A due settimane dal Seminario di Berlino, di cui abbiamo parlato in un altro post, ci avventuriamo per un nuovo seminario nel profondo nord est Goriziano, terra di meravigliosi gulash, di ottimi affettati, di gubana e di vini niente male ma più recentemente terra che ha dato i natali ad un ragazzo che qui nessuno intende dimenticare.
Il palazzetto dello sport C. Zimolo è una struttura piuttosto grande che ospita, come abbiamo avuto modo di constatare durante il seminario, diverse attività, dal basket alla pallavolo. Da segnalare nei pressi del palazzetto una, per nulla tipica ma ottima rumeria nella quale abbiamo passato una bella serata alla fine del primo giorno di pratica.
Per quanto riguarda il tatami lo spazio a disposizione è stato adeguato, nonostante la buona affluenza di praticanti durante tutte e due le giornate di sabato e domenica. Purtroppo gli spogliatoi sono stati particolarmente affollati, data la concomitanza con diverse attività, ma ad un vero aikidoka lo spirito di adattamento non manca.
Personalmente faccio un plauso particolare all’organizzazione del seminario che non ha fatto mancare bottigliette d’acqua minerale nella sala di pratica e frutta fresca ed altri generi di conforto in una saletta adiacente adibita a ristoro.
Sono attenzioni che si tende a sottovalutare ma contribuiscono alla soddisfazione di chi partecipa a questo tipo di eventi e più in generale denotano un certo livello di organizzazione e di cura.
All’evento ho potuto ritrovare diversi praticanti, vecchi e nuovi compagni di tatami provenienti da Italia, Slovenia, Croazia e chi più ne ha più ne metta.

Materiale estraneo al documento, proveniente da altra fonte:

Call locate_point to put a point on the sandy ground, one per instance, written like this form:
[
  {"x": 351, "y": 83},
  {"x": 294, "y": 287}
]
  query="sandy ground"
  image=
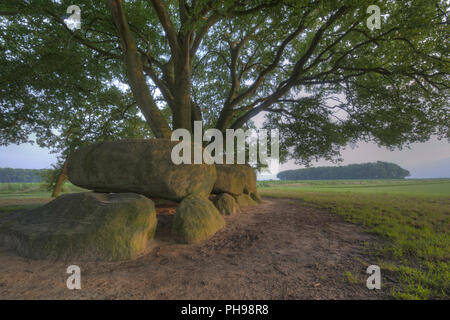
[{"x": 280, "y": 249}]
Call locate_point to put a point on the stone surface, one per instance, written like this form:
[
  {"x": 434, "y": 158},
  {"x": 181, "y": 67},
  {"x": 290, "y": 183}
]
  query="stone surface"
[
  {"x": 245, "y": 200},
  {"x": 138, "y": 166},
  {"x": 196, "y": 219},
  {"x": 236, "y": 179},
  {"x": 83, "y": 226},
  {"x": 226, "y": 204}
]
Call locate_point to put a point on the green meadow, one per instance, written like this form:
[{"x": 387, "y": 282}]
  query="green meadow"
[{"x": 411, "y": 217}]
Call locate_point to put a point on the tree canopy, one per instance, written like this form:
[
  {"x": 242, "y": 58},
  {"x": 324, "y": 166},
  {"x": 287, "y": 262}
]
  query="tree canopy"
[
  {"x": 322, "y": 77},
  {"x": 371, "y": 170}
]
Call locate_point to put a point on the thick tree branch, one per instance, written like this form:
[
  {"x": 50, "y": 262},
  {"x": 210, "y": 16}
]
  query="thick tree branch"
[
  {"x": 135, "y": 74},
  {"x": 167, "y": 25}
]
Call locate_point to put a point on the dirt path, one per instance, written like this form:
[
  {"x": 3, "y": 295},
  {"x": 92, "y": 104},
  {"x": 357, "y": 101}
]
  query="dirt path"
[{"x": 278, "y": 250}]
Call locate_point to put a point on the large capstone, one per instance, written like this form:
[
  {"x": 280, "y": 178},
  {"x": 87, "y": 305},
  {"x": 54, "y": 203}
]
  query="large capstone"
[
  {"x": 138, "y": 166},
  {"x": 236, "y": 179},
  {"x": 196, "y": 219},
  {"x": 83, "y": 226}
]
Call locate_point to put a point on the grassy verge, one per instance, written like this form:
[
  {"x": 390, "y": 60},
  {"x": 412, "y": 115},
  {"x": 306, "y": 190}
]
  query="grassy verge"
[{"x": 417, "y": 230}]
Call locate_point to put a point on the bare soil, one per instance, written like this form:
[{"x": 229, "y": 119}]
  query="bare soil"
[{"x": 280, "y": 249}]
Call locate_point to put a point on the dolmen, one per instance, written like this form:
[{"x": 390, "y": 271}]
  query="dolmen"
[{"x": 116, "y": 220}]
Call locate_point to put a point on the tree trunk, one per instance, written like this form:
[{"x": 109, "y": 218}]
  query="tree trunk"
[{"x": 60, "y": 181}]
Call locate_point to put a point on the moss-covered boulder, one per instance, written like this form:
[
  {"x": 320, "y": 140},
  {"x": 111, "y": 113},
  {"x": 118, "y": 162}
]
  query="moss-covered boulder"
[
  {"x": 84, "y": 226},
  {"x": 226, "y": 204},
  {"x": 236, "y": 179},
  {"x": 196, "y": 219},
  {"x": 138, "y": 166},
  {"x": 244, "y": 200}
]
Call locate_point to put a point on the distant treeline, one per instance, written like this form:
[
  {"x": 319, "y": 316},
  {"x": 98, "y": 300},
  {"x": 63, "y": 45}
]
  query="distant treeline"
[
  {"x": 372, "y": 170},
  {"x": 21, "y": 175}
]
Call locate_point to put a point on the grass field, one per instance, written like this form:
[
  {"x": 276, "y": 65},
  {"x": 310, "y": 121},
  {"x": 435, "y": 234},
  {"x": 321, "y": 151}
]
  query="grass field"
[
  {"x": 411, "y": 216},
  {"x": 21, "y": 196}
]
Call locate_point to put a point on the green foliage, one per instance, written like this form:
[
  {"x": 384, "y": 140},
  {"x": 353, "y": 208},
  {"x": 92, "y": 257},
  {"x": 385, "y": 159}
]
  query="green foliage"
[
  {"x": 374, "y": 170},
  {"x": 416, "y": 230},
  {"x": 20, "y": 175}
]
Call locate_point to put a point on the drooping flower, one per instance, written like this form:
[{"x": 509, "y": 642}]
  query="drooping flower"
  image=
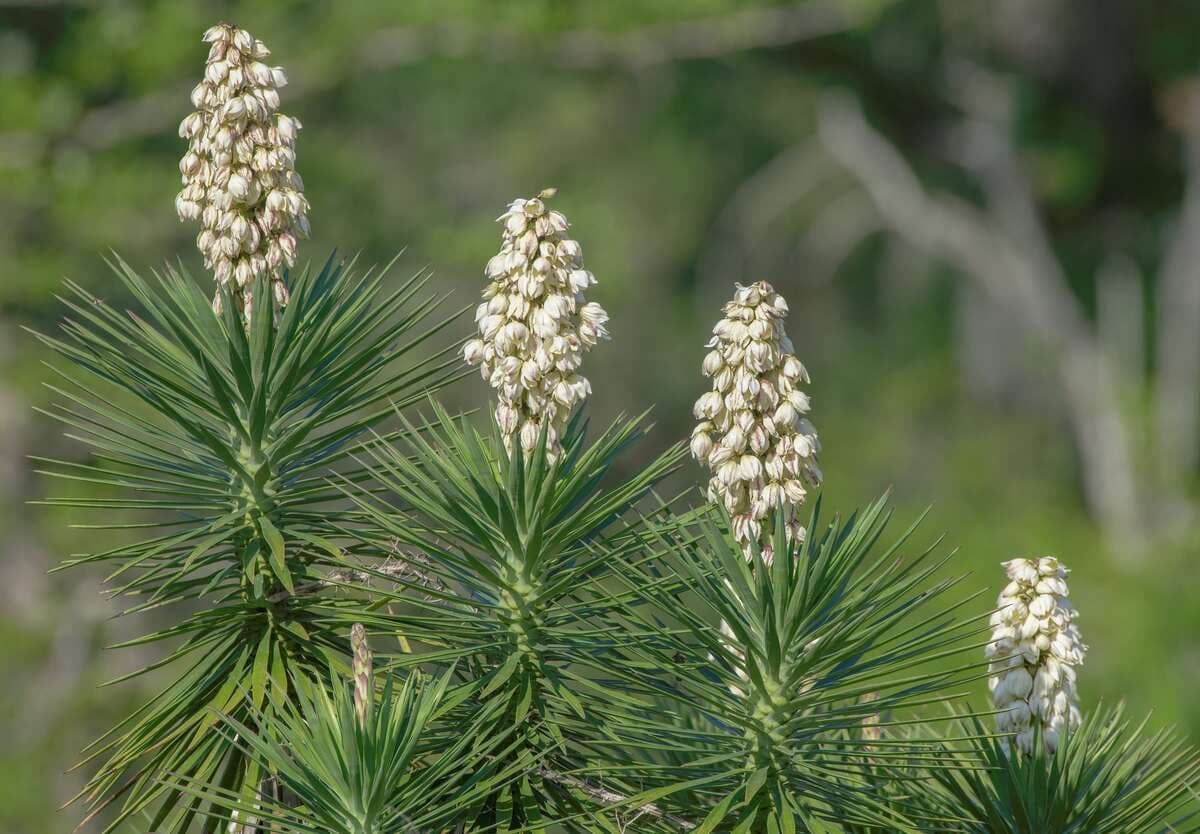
[
  {"x": 239, "y": 171},
  {"x": 1033, "y": 653},
  {"x": 534, "y": 325},
  {"x": 753, "y": 435}
]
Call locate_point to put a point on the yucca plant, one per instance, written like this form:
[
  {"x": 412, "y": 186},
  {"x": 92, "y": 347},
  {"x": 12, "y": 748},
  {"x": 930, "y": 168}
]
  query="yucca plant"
[
  {"x": 1109, "y": 775},
  {"x": 357, "y": 759},
  {"x": 509, "y": 558},
  {"x": 225, "y": 426},
  {"x": 226, "y": 433},
  {"x": 783, "y": 671},
  {"x": 573, "y": 651}
]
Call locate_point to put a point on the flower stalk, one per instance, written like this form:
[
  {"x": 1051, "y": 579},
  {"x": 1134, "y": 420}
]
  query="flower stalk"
[
  {"x": 753, "y": 435},
  {"x": 1033, "y": 653},
  {"x": 239, "y": 171},
  {"x": 534, "y": 325}
]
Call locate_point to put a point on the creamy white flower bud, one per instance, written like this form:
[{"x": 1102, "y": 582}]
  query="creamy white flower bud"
[
  {"x": 755, "y": 444},
  {"x": 533, "y": 325},
  {"x": 238, "y": 172},
  {"x": 1032, "y": 679}
]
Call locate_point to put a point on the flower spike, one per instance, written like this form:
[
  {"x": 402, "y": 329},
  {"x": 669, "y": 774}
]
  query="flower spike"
[
  {"x": 534, "y": 325},
  {"x": 751, "y": 432},
  {"x": 239, "y": 171}
]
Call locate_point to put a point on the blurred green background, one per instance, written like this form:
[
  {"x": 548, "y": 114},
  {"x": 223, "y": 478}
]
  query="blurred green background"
[{"x": 985, "y": 215}]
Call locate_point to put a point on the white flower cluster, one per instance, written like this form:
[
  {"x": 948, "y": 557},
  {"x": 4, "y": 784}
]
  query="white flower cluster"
[
  {"x": 239, "y": 172},
  {"x": 751, "y": 433},
  {"x": 534, "y": 325},
  {"x": 1035, "y": 649}
]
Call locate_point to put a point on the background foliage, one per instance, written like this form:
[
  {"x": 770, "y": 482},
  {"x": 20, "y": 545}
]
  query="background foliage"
[{"x": 695, "y": 144}]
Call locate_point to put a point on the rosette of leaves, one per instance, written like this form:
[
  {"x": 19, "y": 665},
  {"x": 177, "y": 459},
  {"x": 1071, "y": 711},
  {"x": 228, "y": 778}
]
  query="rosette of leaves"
[
  {"x": 771, "y": 689},
  {"x": 504, "y": 563},
  {"x": 341, "y": 773},
  {"x": 222, "y": 438},
  {"x": 1107, "y": 777}
]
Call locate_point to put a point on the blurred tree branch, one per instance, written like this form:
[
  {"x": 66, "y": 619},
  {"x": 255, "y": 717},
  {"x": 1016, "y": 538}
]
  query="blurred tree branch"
[
  {"x": 577, "y": 49},
  {"x": 1006, "y": 249}
]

Fra gli amici ritrovati faccio una menzione d’onore agli altri due folli con i quali condivido questo progetto, sperando che in un prossimo futuro si possa riuscire a coinvolgere attivamente sempre più persone.
La pratica è stata un piacevole crescendo di intensità da sabato a domenica ed è stata molto variegata e godibile, nonostante io fossi arrivato al seminario con qualche problemino ad una spalla, alla quale ultimamente non ho concesso, tra lezioni e seminari, un po’ di necessario riposo.
Per l’appunto uno dei temi che mi sono portato a casa da questo seminario è il concetto di pausa.
In musica la pausa fa parte dello spartito ed ha una precisa durata esattamente come le note suonate, senza non si potrebbe avere il ritmo e quindi sarebbe impossibile creare la melodia.
Nel teatro i silenzi sono fondamentali tanto quanto le battute scritte e molto più difficili da recitare, penso all’incisività delle pause nel teatro di Eduardo de Filippo, a quei silenzi sostenuti da occhi profondi e guance incavate, in grado di creare un pathos ed una drammaticità che mille parole non basterebbero.
Nella fotografia in bianco e nero l’essenzialità data dall’assenza di colore è compensata da due fattori opposti che disegnano luci e scavano ombre e trasmettono il senso del vuoto e del pieno, fissano i dettagli essenziali senza introdurre distrazioni e conferiscono dinamicità o staticità alla scena.
Sul tatami questo si traduce con il ritmo, che è fondamentale tanto per per gli esercizi quanto per le tecniche.
In arti marziali come il karate per indicare il ritmo si usa il termine yoshi che è generalmente abbinato ai concetti di percezione (yomi) e distanza, che insieme formano una triade che prescinde dall’insegnamento della tecnica in sé e che deve essere ricercata dopo aver padroneggiato la tecnica.
Nella pratica dell’Aikido sia il concetto di ritmo che quello di percezione e distanza sono centrali, tanto che senza non ha senso parlare di tecnica, infatti l’idea di ma-ai nell’Aikido non è semplicemente una distanza centimetrica ma è uno spazio in relazione al tempo di un’azione e come tale include tutti e tre i concetti precedenti.
Insomma così come il silenzio ha un suono che fa parte della musica, anche l’assenza include in qualche modo una presenza e questo è un pensiero confortante.